They were followed for two years at which point they were lost to followup.

We have no information about what happened after two years,

all we know is that they were still alive after two years from randomization.

Then let's suppose we have another person who entered the study in November of 1980.

So later in the accrual period,

they were still enrolling people in November of 1980 and they actually stayed

alive and were still alive at

the last measurement or checking for the study, December of 1983.

So this person wasn't lost to follow-up so much as that they

were not followed anymore because the study officially ended.

So what do we know about this person from their time

of randomization till they were stopped being followed?

They made it was a three-year period.

So they survived if you will or made it three years into the study

without having the event of death at which point we were

no longer doing the study and they were no longer being followed.

So if we put all three of these subjects together on the study time graphics,

so mapped everyone to their measurement in terms of study design,

here's the first patient.

He or she from the time of randomization

which was time zero made it seven years in which point they died at the event.

Patient two made it two years from the time of randomization,

there time zero and was still alive at

two years when the researchers last saw the patient.

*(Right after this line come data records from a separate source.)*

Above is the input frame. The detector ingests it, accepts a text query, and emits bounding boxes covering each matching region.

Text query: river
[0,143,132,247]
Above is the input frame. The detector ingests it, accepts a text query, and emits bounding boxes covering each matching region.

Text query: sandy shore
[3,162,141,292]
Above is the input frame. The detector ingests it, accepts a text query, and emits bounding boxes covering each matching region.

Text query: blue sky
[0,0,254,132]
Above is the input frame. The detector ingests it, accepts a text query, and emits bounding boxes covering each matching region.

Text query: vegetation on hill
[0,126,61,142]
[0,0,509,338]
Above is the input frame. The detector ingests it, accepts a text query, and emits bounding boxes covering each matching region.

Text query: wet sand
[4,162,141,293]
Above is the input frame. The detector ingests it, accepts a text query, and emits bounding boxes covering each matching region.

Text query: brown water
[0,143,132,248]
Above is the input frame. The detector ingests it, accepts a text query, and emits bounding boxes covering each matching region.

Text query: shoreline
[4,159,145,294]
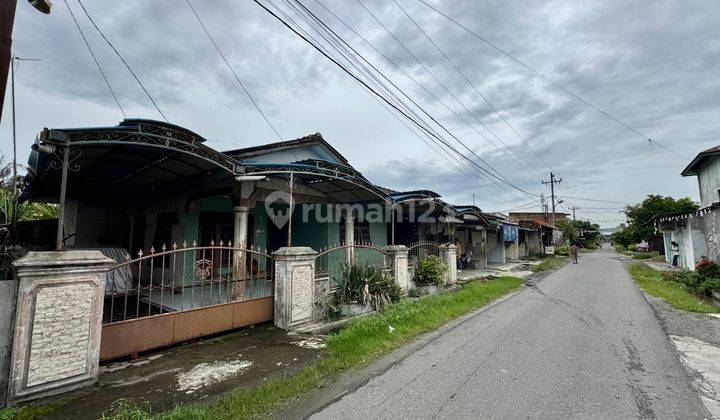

Then patient three made it three years at which point

the study ended and the person patient three was still alive at three years.

So all we know about their time to death was,

it had to be more than three years after they were assigned to a treatment group.

So in terms of a complete versus censored observations,

subject one is what we might call a complete observation.

We know that he or she had the outcome under study

they actually died after seven years in the study.

So we know that they died and when they died.

Subjects two and three are called censored observations.

We have partial information about the outcome under study of death.

We don't know when they died but we have a lower bound and when they could have died.

So while subject two was still alive when he or she was lost to follow-up,

we know that he or she survived two years on the study clock.

So they couldn't have died after one year of treatment assignment or after

one and half years if they did die was beyond two years.

Similarly, we know that subject three made it three years

without dying before the study ended.

So for both of them,

we don't have a death time but we have a lower bound on whether death time could be.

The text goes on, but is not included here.